# I need a belt for my mini lathe



## Kalai (Jan 22, 2011)

Hi everyone, I need a drive belt for my mini lathe, it is a cheap mini lathe from china and it does not have a brand or a name, the broken belt measures 12 inches long.
I am not sure if this is a item that you can get at a harbor freight or grizzly store or another store like those, anyway if there is someone out there that can get one for me I will pay for the belt and or trade for some nice curly Koa pen blanks.  Thanks and aloha.

Chris "Kalai"


----------



## hunter-27 (Jan 22, 2011)

http://www.beltsforanything.com/site1.php  call them, they will hook you up.


----------



## Ankrom Exotics (Jan 23, 2011)

Take the broken belt to your local auto parts store. They should be able to order a replacement.


----------



## TellicoTurning (Jan 23, 2011)

hunter-27 said:


> http://www.beltsforanything.com/site1.php  call them, they will hook you up.

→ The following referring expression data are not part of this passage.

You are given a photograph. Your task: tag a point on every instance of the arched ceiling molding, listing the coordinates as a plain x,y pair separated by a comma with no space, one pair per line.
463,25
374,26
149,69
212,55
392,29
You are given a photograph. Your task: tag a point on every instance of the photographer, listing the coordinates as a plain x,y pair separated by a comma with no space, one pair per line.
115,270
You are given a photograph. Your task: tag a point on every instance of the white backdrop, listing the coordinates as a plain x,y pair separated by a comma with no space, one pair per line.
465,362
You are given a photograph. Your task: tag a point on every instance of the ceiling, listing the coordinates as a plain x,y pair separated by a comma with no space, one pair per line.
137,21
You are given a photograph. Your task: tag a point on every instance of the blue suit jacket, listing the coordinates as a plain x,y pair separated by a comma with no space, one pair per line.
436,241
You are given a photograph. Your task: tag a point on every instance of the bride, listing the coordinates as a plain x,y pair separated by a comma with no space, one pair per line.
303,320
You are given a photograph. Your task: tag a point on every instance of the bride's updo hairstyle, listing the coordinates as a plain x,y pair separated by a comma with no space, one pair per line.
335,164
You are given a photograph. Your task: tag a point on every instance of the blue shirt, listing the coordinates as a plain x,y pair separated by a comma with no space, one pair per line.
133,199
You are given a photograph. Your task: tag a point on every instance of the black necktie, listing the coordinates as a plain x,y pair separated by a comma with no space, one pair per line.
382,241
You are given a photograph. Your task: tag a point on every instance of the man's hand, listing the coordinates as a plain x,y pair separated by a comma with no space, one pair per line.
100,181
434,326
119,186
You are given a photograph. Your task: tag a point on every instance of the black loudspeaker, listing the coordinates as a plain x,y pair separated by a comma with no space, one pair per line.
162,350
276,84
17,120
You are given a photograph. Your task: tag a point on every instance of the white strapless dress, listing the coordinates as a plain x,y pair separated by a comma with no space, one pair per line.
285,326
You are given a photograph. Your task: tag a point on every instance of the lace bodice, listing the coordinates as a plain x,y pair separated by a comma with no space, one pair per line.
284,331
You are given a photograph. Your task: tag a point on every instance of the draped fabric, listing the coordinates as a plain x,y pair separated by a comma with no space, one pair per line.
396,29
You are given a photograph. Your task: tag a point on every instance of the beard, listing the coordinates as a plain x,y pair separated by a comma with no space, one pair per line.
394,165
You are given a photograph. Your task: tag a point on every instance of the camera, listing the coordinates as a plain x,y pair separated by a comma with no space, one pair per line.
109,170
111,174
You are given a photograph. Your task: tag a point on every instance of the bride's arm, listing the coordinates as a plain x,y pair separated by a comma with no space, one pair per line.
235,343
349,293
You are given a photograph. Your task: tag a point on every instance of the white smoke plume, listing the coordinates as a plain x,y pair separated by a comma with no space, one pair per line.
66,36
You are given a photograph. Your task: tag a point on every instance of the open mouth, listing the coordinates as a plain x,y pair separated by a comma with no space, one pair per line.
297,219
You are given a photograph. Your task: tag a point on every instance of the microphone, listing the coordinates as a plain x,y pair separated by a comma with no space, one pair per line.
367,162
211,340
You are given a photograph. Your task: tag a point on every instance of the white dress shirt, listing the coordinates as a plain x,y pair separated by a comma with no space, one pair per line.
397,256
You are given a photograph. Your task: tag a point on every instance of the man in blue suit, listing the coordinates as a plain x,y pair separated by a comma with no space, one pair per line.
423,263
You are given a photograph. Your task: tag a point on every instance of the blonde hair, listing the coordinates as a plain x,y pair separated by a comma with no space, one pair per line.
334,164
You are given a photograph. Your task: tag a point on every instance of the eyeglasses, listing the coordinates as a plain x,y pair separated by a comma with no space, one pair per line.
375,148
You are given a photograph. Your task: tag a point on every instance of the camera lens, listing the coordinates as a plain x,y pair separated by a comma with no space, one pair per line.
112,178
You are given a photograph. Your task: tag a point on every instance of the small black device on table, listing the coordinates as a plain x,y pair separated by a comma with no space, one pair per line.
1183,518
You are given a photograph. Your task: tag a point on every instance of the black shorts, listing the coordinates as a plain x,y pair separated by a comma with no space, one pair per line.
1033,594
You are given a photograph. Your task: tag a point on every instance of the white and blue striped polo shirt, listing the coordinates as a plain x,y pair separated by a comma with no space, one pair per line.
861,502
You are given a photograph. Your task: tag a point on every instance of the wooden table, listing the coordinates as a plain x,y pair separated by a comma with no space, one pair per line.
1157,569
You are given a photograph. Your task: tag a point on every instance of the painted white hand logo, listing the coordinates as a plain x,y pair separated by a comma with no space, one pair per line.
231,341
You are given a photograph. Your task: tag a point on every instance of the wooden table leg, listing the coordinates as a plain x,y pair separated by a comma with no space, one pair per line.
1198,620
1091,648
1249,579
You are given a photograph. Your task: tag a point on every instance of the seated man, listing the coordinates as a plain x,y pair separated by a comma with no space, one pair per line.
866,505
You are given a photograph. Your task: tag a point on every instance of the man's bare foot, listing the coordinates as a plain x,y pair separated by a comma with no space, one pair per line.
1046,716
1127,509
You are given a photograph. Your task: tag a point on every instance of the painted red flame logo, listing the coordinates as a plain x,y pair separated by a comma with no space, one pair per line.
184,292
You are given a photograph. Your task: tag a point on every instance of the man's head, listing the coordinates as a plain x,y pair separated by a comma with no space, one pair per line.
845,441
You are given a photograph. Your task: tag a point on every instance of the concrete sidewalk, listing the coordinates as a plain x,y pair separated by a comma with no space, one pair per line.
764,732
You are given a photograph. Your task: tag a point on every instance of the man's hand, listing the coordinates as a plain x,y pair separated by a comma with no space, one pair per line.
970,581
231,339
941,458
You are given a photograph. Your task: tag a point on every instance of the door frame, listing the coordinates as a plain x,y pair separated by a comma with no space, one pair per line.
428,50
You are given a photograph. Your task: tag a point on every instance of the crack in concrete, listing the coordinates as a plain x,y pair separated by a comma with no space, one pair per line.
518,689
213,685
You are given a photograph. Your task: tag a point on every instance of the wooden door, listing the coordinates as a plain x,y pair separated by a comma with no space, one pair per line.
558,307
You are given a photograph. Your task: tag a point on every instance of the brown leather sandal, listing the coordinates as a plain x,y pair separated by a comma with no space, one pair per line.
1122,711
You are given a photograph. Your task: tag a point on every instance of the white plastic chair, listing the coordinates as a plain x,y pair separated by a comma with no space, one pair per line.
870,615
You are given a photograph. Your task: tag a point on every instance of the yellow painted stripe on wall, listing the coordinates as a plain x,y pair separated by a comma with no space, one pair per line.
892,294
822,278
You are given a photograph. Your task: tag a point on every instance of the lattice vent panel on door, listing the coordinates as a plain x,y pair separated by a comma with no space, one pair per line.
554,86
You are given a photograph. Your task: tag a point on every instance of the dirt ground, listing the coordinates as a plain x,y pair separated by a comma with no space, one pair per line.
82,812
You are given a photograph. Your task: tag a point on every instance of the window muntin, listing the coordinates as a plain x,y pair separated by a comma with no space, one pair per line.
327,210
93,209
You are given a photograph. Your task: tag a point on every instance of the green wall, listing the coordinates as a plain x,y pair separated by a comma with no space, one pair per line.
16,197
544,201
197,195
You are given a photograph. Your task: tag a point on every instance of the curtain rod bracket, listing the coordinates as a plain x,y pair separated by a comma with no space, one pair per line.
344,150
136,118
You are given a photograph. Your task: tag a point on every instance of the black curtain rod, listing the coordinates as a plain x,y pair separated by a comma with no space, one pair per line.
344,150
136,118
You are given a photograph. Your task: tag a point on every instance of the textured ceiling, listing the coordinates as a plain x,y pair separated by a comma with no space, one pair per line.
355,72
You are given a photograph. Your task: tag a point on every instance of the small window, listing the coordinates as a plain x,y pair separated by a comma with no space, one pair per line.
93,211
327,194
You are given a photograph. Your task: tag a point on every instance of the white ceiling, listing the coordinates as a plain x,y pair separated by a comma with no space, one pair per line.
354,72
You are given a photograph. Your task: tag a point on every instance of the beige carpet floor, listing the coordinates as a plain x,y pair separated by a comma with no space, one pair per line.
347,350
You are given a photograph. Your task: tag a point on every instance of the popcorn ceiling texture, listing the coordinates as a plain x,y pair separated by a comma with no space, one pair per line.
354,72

Another vote for these folks... call them, give them the dimensions or if it has a name on the belt, They can about match anything you need, for a very good price and have it in your mailbox in 3 days.

I bought 3 belts for my Jet1014, including shipping, for less than Jet wanted for one...excluding shipping.


----------



## aggromere (Jan 23, 2011)

I checked the beltsforanything web site.  How do you find the belts for the jet 1014.  I need to get a couple of spare belts but can't figure out what category to search in, or are they special order?


----------



## Chthulhu (Jan 23, 2011)

Peter, according to their manuals the 1014 and 1014 VS both use a 260J ribbed v-belt; try searching for that.


----------



## jaywood1207 (Jan 23, 2011)

If you can't find the belt like was the case for mine then another option is a large O Ring.  Worked for me and is still working on my back up lathe.


----------



## Woodlvr (Jan 23, 2011)

Chris  I called them on a Monday morning and received my belts on Wed afternoon. Great people to work with.


----------



## Kalai (Jan 24, 2011)

Hi everyone, thanks, I will give them a call and see if I can get a few belts for my lathe.  Aloha and Mahalo nui loa.

Chris "Kalai"


----------